As you can see, I like a wide variety of things! Plotty gen, fluffy curtains fic where the characters snark about politics while they shop, grim, explicit kif rape fic, it's all good. Write something that makes you happy, and I will almost certainly be happy too.

A few things I dislike:
• Crackiness to no obvious purpose. I don't mind an AU where all the characters are living room furniture, but if you're going to write one the choice of furniture should be telling us something about the characters.
• Idiot plots. If characters have to suffer a major drop in IQ for a story to make sense, it needs a different plot. Stupid romantic comedy misunderstandings that could be cleared up in five minutes fall into this category.
• Healing cock, instantaneous peace after the crowning of a king or the birth of some biracial baby, and other forms of magical recovery from personal or national traumas. Good stories are like real life: events have consequences and people have to live with them.

On to the fandoms! I'll give a brief overview of what each one is and where to find it, so if you want to switch and learn about a new fandom you'll know what you're getting into.

Chanur Series - C. J. Cherryh

Characters: Hilfy Chanur, Vikktakkht, Tahy Mahn

A series of science fiction novels about an alien trading federation called the Compact (think the EU, but containing giant alien cats with guns instead of the French and not currently in a financial crisis) and the political shenanigans that ensue therein when an eighth alien species- humanity- is discovered on the borders. Told from the perspective of merchant captain Pyanfar Chanur and eventually her niece Hilfy who are inadvertently drawn into the fray, the books contain a lot of interspecies diplomacy, a lot of space battles and frantic fleeing from space battles, a lot of shootouts on space stations, and incredibly good worldbuilding. And lulz.
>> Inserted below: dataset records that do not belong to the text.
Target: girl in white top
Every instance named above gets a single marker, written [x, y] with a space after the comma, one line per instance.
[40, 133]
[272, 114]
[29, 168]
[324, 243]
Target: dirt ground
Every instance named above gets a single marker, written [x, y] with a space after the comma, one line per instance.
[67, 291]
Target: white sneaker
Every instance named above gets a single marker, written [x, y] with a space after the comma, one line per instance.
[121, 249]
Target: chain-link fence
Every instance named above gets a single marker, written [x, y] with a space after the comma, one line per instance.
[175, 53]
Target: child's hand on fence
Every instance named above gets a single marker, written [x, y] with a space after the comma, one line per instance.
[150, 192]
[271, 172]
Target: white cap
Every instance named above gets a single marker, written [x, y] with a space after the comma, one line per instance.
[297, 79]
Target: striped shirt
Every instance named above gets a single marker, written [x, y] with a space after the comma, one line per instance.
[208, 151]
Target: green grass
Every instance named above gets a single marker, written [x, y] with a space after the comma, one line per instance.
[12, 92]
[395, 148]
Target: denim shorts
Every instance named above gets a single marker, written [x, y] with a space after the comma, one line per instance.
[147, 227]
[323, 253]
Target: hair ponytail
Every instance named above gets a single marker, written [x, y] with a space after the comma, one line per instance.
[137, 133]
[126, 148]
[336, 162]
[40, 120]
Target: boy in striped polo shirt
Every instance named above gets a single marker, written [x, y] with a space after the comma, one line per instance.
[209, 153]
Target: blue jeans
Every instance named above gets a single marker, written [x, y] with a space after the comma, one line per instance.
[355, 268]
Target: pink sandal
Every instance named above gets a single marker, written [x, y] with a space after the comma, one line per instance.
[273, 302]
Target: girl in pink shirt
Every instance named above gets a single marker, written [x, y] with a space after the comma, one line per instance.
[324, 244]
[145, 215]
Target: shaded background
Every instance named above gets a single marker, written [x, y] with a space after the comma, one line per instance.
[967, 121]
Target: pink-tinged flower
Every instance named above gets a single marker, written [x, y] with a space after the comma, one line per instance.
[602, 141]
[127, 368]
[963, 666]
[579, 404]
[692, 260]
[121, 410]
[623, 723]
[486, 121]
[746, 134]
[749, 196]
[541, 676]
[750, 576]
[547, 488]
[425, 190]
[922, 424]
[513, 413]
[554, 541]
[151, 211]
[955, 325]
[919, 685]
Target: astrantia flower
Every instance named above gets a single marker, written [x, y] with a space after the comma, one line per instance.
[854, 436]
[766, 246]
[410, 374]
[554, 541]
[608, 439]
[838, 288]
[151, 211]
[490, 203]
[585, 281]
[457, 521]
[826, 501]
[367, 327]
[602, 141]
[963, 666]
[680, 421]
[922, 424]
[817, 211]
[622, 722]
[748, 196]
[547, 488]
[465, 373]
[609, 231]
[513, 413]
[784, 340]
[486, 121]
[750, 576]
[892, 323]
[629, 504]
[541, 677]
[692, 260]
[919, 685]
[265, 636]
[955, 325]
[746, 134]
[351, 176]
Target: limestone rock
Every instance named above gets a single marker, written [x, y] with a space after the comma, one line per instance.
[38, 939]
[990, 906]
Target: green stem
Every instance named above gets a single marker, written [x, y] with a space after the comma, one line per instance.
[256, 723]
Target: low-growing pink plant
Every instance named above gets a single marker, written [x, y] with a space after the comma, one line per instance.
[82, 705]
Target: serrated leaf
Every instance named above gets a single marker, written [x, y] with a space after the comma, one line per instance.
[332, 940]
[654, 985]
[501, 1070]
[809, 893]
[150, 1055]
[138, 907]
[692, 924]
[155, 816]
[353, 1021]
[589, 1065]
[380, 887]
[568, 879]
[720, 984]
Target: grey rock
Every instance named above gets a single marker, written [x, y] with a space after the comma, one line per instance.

The books can be found on Amazon, and sometimes in used bookstores or your local library. Or through illegal filesharing.

What I like about it:
The alien species are all plausible and unique and fascinating and convincingly alien, the physics is unusually good for a space opera, and the characters are awesome. If you're going to start reading Cherryh's science fiction I strongly recommend starting here; it has all the virtues of the great Alliance/Union books (good worldbuilding, good politics, exciting plots, a refusal to romanticize violence, kickass female characters, immersive tight 3rd person POV narration that doesn't talk down to the reader) and none of the vices (inaccessibility, demented structuring choices, being thousands of pages long).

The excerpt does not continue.